Statt zu sinken, steigt der Flächenverbrauch in Baden-Württemberg. Fast zehn Fußballfelder Tag für Tag sind im abgelaufenen Jahr wieder zur Bebauung verplant worden. Bei der Suche nach Mitteln dagegen steht Grün-Rot einmal mehr zwischen den Stühlen: Auf der einen Seite die verärgerten Kommunen, auf der anderen die Umweltverbände, die sich von ihrer grün-geführten Regierung mehr versprochen hatten.

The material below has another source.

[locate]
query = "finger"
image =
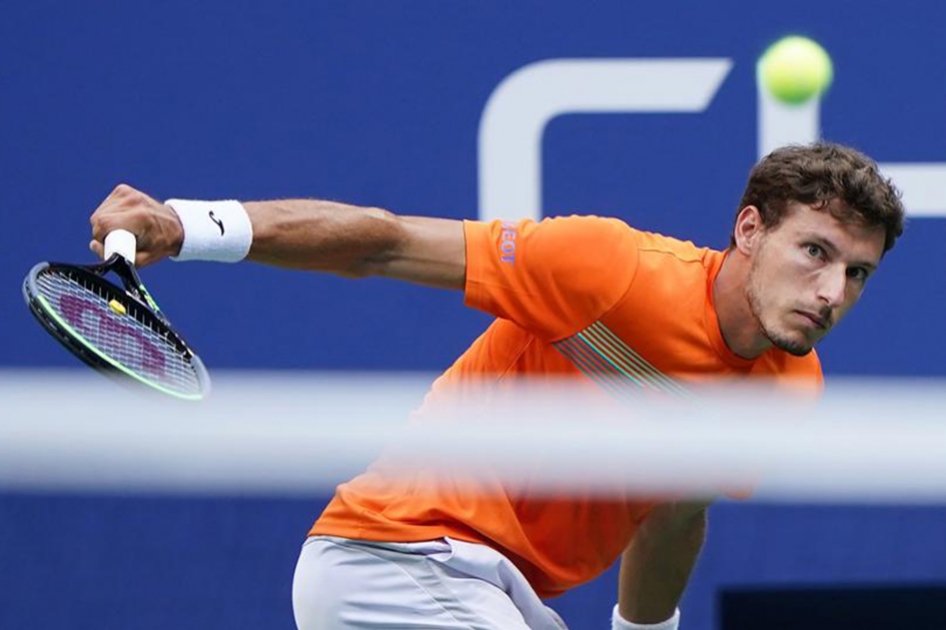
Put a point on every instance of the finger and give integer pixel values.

Kommunen stören sich an Plausibilitätsprüfung

Im Jahr 2012 wurde täglich eine Fläche von 6,7 Hektar im Südwesten für Baumaßnahmen verplant.  Das entspricht einem Jahreszuwachs an Siedlungs- und Verkehrsfläche von rund 3500 Fußballplätzen, mehr als neun pro Tag. Ende der 1990er Jahre lag der tägliche Verbrauch bei 12 Hektar. Auch kleine Orte tragen zum Flächenfraß bei: Die Gruppe der Gemeinden mit 3500 bis 10 000 Einwohner trägt 35 Prozent des Zuwachses. Die Siedlungs- und Verkehrsfläche hat inzwischen einen Anteil von 14,3 Prozent an der Landesfläche. Der Bund hat 2002 unter Rot-Grün das Ziel vorgegeben, den täglichen Flächenverbrauch bis zum Jahre 2020 bundesweit auf 30 Hektar zu beschränken. Für Baden-Württemberg wären das 3 Hektar am Tag.

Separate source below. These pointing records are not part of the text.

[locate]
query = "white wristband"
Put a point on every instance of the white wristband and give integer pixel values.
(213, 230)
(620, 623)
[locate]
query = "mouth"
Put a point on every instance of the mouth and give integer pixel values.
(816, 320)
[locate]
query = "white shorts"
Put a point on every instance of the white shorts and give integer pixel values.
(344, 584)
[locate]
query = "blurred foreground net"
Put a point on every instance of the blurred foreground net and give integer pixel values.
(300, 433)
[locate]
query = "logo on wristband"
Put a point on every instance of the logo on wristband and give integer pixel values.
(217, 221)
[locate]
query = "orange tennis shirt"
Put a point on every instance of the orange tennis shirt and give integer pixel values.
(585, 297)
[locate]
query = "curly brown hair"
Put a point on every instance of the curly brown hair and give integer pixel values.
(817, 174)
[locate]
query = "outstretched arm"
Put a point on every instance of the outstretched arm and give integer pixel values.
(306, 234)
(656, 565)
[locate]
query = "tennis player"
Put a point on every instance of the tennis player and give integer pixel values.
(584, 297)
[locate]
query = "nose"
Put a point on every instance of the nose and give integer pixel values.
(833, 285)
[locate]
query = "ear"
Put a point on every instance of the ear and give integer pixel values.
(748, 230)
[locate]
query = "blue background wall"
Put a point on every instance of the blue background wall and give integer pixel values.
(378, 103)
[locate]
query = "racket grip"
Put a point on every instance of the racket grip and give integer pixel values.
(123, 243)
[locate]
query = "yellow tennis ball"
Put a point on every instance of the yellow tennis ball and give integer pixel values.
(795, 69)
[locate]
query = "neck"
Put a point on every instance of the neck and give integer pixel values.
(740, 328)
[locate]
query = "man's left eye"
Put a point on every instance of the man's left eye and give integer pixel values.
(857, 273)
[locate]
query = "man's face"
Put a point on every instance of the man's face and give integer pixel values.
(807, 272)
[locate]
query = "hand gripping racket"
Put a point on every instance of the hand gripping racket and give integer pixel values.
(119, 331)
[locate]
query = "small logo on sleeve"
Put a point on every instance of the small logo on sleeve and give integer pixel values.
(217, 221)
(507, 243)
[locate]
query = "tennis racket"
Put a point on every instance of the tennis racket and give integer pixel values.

Stein des Anstoßes ist die sogenannte Plausibilitätsprüfung, bei der Grün-Rot einen Rechenfaktor zur Bedarfsermittlung von 0,5 auf 0,3 gesenkt hat. „Der Bedarf kann aber höher sein, als da dann rechnerisch rauskommt“, sagte Mauch, sprach von „realistischem Bedarf“ und verwies auf die besondere Lage im Südwesten mit eher steigenden Bevölkerungszahlen durch Zuzüge aus wirtschaftlich schwächeren Regionen. „Die Planungshoheit liegt bei uns.“

Freie Flächen sind ein knappes Gut, mit dem verschwenderisch umgegangen werde, und das Grün-Rot mit aller Macht schützen müsse, lautet hingegen die Position der Umweltverbände BUND und Nabu. Vom langfristigen Ziel, den Verbrauch auf Netto-Null zu senken, sei das Land weiter entfernt als zu Beginn der Legislaturperiode. Freie Äcker und Wiesen würden vor allem als Baulandreserven angesehen.

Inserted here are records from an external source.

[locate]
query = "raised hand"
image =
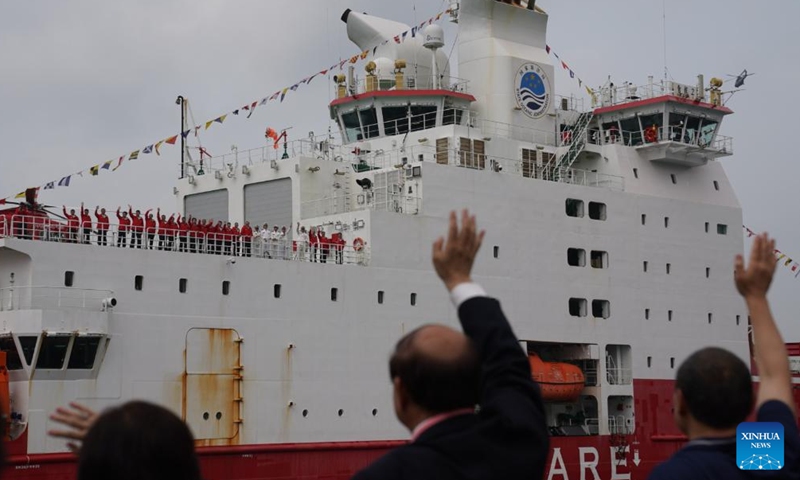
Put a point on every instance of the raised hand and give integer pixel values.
(754, 280)
(453, 260)
(79, 418)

Flächenverbrauch nahm 2012 wieder zu

Tag für Tag wurden im Jahr 2012 Gebäude, Straßen und Parks auf einer Fläche von umgerechnet 6,7 Hektar verplant. Damit hat der Flächenverbrauch erstmals seit Jahren wieder zugenommen. Ihn - stärker als bisher - vom tatsächlichen Bedarf abhängig zu machen, hält Nabu-Landeschef Andre Baumann daher für „sehr klug“. Die Plausibilitätsprüfung stamme ja auch schon aus schwarz-gelben Zeiten, Grün-Rot habe sie aber jetzt in einigen Punkten konkretisiert und diesem Instrument damit endlich „Leben eingehaucht“.

Günther Oettinger (CDU) hatte 2006 als Ministerpräsident sogar die Netto-Null als Ziel vorgegeben. Eine Entwicklung der Siedlungen sollte möglich sein, ein Wachstum der Siedlungsfläche aber aufgehalten werden. Ziele, an denen Grün-Rot gerne anknüpfen würde. „Wir müssen mit unseren Flächen sparsamer umgehen“, betonte Staatssekretärin Gisela Splett (Grüne). Sie sieht sich derzeit etlichen Landtagsanfragen der CDU-Fraktion zu möglichen negativen Auswirkungen der Plausibilitätsprüfungen auf Kommunen in den einzelnen Wahlkreisen ausgesetzt. Unter Schwarz-Gelb seien sich alle einig gewesen, sagte Splett. „Den Widerstand der kommunalen Spitzenverbände bekommen jetzt allein wir zu spüren.“ Vorrang müsse die Innenentwicklung haben, wie es auch im Baugesetzbuch stehe.

Grün-Rot wolle die Genehmigungen bei den vier Regierungspräsidien bündeln, sagte Splett. Die Förderprogramme mit dem Ziel, Flächen zu gewinnen, sollen weiterlaufen. „Gute Anträge haben da weiter gute Chancen.“ Zudem wolle Grün-Rot weiter bei den Kommunen dafür werben, weniger Flächen zu verbrauchen. Wichtige Entscheidungen müssten aber in Berlin getroffen werden, etwa bei der Überarbeitung der Gesetze zur Grundsteuer oder zur Grunderwerbssteuer. „Da werden bislang eindeutig falsche Anreize gegeben - und keine dafür, mit Flächen sparsam umzugehen“, sagte Splett.